Irritable Bowel Syndrome



Irritable bowel syndrome (IBS) is a relapsing functional bowel disorder in which abdominal pain or discomfort is usually associated with change in bowel habit. IBS is defined by diagnostic criteria based on specific symptoms following exclusion of the detectable organic causes. Further information can be found here


What are the typical symptoms?


Rome IV Criteria


Recurrent abdominal pain on average at least 1 day/week in the last 3 months, associated with two or more of the following criteria:

  1. Related to defecation

  2. Associated with a change in frequency of stool

  3. Associated with a change in form (appearance) of stool

Other Typical symptoms of IBS


Bloating and Wind – this usually presents with visible bloating and distension.

Diarrhoea- urgency (having to rush to the toilet), frequent and loose stools. People often needing to go to the toilet soon after eating.

Constipation – not able to open your bowels for a number of days and passing small pellet like stools.


Why do people suffer with IBS?


IBS is a very common condition, effecting approximately 1 in 5 people during the course of a year. It can present at any age, however, if more common in females during their 30-40’s.

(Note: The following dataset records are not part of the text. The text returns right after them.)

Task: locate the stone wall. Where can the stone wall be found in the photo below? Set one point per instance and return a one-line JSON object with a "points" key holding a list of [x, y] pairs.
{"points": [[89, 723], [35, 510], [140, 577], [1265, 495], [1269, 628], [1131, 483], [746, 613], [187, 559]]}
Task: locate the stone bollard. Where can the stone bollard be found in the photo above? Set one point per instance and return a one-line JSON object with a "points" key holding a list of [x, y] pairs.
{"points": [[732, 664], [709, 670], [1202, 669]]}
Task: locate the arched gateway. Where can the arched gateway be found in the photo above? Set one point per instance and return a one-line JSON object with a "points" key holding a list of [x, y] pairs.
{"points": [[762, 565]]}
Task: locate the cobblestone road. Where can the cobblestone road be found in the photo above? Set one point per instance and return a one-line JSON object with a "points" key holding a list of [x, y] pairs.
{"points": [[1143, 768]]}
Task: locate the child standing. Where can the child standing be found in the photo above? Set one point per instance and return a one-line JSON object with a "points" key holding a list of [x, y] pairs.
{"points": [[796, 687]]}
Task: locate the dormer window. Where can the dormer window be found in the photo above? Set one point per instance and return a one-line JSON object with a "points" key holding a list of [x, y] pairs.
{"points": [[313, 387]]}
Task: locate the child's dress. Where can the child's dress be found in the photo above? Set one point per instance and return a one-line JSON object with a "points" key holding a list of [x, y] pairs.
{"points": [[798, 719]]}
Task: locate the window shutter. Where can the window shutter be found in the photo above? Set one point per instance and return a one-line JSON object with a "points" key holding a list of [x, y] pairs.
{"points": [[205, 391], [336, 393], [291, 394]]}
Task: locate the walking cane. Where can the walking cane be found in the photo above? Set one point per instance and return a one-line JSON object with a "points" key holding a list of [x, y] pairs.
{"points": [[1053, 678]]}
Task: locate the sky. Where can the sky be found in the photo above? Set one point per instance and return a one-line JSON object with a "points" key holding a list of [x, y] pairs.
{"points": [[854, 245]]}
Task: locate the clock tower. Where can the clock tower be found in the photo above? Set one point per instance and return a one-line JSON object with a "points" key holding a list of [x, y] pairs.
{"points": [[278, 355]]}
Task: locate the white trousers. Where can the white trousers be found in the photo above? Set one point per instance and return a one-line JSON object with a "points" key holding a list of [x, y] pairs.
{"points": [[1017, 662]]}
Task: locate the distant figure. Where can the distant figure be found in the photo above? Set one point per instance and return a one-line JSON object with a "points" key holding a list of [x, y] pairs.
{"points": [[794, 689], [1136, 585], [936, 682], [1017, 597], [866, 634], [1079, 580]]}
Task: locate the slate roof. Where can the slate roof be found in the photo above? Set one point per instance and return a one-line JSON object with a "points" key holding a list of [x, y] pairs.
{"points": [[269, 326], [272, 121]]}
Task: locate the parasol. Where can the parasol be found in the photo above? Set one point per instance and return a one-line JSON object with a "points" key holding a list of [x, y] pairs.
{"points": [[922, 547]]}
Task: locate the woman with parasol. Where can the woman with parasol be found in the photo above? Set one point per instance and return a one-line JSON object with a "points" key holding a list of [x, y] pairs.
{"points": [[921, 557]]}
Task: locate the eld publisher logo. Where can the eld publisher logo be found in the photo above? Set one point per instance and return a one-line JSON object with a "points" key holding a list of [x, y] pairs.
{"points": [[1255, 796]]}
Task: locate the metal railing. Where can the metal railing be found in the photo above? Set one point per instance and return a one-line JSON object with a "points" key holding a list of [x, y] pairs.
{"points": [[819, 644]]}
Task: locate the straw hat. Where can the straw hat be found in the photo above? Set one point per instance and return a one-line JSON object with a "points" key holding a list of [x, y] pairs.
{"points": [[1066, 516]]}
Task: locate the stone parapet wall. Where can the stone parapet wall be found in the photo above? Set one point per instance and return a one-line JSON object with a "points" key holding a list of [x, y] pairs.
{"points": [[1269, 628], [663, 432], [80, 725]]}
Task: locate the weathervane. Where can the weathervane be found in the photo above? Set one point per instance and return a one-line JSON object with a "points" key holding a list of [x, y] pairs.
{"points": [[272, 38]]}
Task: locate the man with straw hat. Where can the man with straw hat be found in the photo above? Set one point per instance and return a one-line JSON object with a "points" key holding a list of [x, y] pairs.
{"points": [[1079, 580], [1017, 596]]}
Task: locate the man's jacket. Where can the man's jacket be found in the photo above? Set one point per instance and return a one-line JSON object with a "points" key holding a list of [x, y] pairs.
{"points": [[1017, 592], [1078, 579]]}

The gut can be regarded as a long pipe surrounded by muscle and filled with nerve endings. There are more nerve endings in the gut than any other organ in the body. The cause of IBS is not known but there are a number of theories, which are discussed briefly below:


  • There appears to be a significant group of patients that develop IBS following an episode of gastroenteritis.

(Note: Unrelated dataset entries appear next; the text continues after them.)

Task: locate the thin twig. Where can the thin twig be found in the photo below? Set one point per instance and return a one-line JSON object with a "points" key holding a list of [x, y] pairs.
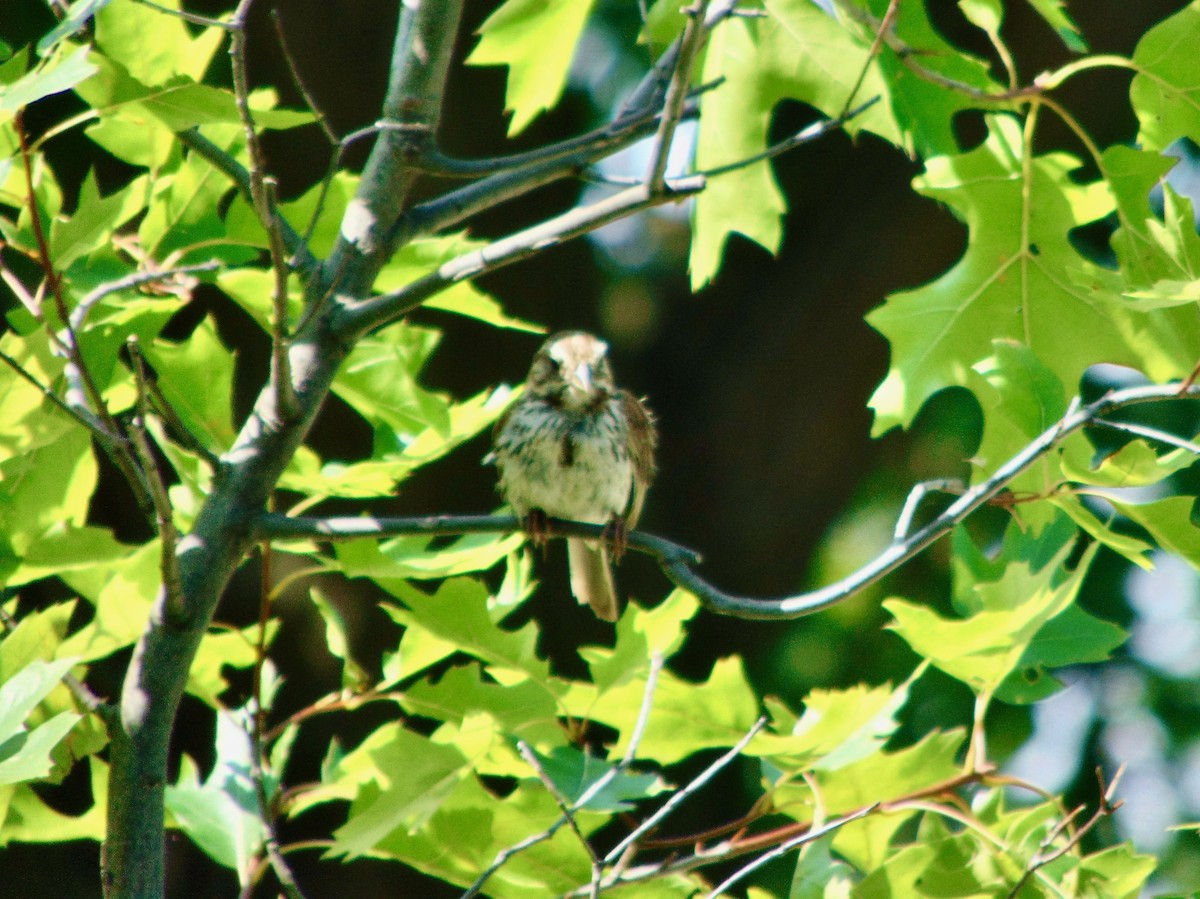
{"points": [[262, 195], [82, 390], [168, 535], [301, 256], [678, 562], [81, 414], [880, 36], [358, 318], [787, 846], [564, 805], [808, 135], [694, 34], [916, 497], [137, 279], [1151, 433], [294, 71], [599, 784], [683, 793], [187, 16], [1043, 857]]}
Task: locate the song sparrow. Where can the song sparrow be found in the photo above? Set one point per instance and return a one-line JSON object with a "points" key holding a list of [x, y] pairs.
{"points": [[575, 447]]}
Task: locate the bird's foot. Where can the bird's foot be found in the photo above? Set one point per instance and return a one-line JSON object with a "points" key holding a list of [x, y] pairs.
{"points": [[538, 528], [617, 538]]}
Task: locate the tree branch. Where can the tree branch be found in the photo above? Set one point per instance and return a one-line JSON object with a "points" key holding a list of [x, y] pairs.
{"points": [[678, 562], [133, 858], [358, 318], [412, 107]]}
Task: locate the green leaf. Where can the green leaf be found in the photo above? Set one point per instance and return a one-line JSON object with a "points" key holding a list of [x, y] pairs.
{"points": [[1137, 551], [819, 875], [865, 843], [983, 649], [1020, 399], [46, 490], [1165, 93], [535, 40], [796, 52], [77, 17], [1135, 465], [838, 727], [402, 778], [1008, 285], [30, 820], [1056, 17], [196, 376], [1116, 873], [123, 593], [1152, 247], [154, 46], [414, 556], [1169, 522], [220, 651], [57, 76], [222, 815], [1072, 637], [184, 211], [522, 709], [641, 633], [574, 772], [684, 717], [378, 379], [36, 637], [459, 612], [24, 753], [93, 223], [471, 826], [354, 676]]}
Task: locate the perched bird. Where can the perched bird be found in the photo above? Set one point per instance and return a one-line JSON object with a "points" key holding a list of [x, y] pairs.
{"points": [[575, 447]]}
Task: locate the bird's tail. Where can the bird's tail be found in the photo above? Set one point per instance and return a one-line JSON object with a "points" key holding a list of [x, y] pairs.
{"points": [[592, 577]]}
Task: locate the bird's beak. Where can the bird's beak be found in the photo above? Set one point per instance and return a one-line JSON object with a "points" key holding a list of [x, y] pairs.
{"points": [[583, 377]]}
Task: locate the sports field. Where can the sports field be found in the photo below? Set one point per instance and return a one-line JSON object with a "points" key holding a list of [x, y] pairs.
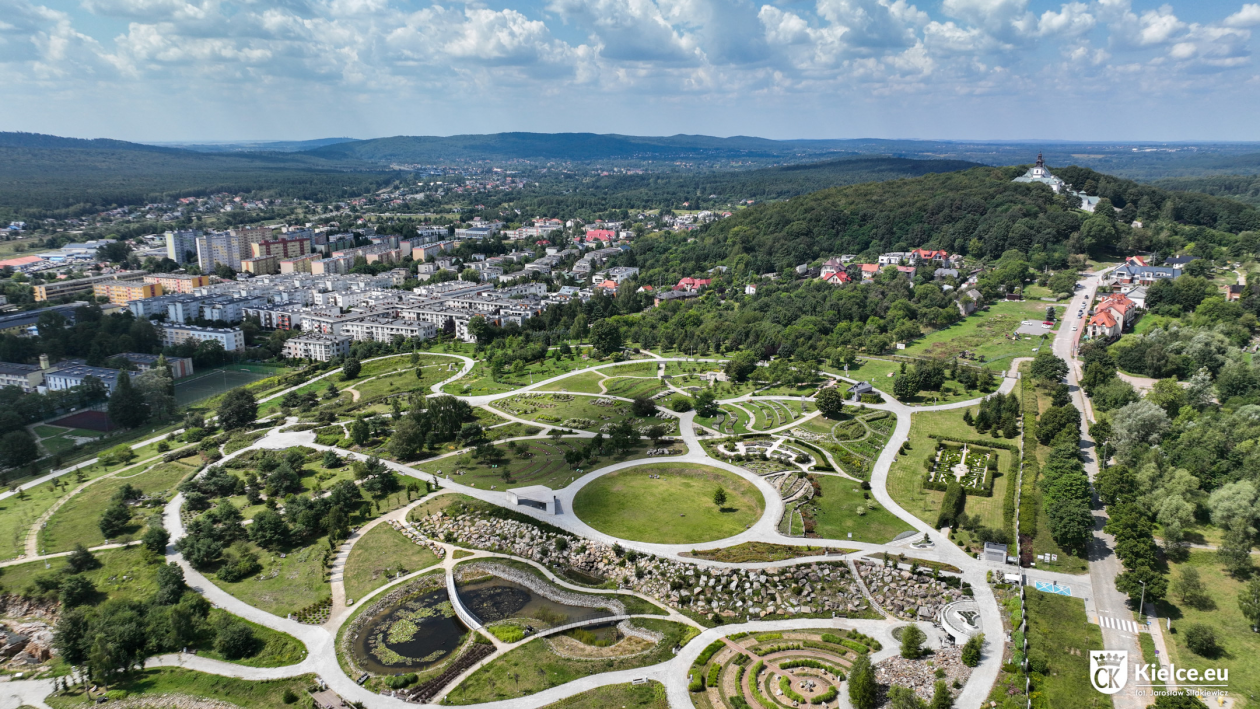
{"points": [[214, 382]]}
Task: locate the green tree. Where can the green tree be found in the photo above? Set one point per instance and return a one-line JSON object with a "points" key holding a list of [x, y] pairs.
{"points": [[1249, 602], [862, 686], [706, 403], [170, 584], [606, 336], [234, 640], [18, 448], [352, 368], [741, 365], [81, 561], [360, 431], [972, 650], [1188, 586], [830, 402], [1048, 368], [76, 589], [155, 539], [912, 641], [127, 407], [237, 409], [115, 519], [269, 530]]}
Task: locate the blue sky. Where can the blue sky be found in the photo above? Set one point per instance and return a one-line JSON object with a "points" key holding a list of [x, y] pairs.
{"points": [[969, 69]]}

  • It is thought that weak contractions in the gut mean that food and stool isn’t propelled down efficiently, this causes constipation. Conversely, over-active contractions can lead to diarrhoea.

  • The nerve endings in the gut wall may become more sensitive to stretching resulting in pain.

  • Diet and lifestyle are thought to also contribute to symptoms.





A detailed clinical history and physical examination are important to identify any other possible diagnoses that need exclusion


Blood tests: To check the full blood count, inflammatory markers, coeliac screen and thyroid function tests.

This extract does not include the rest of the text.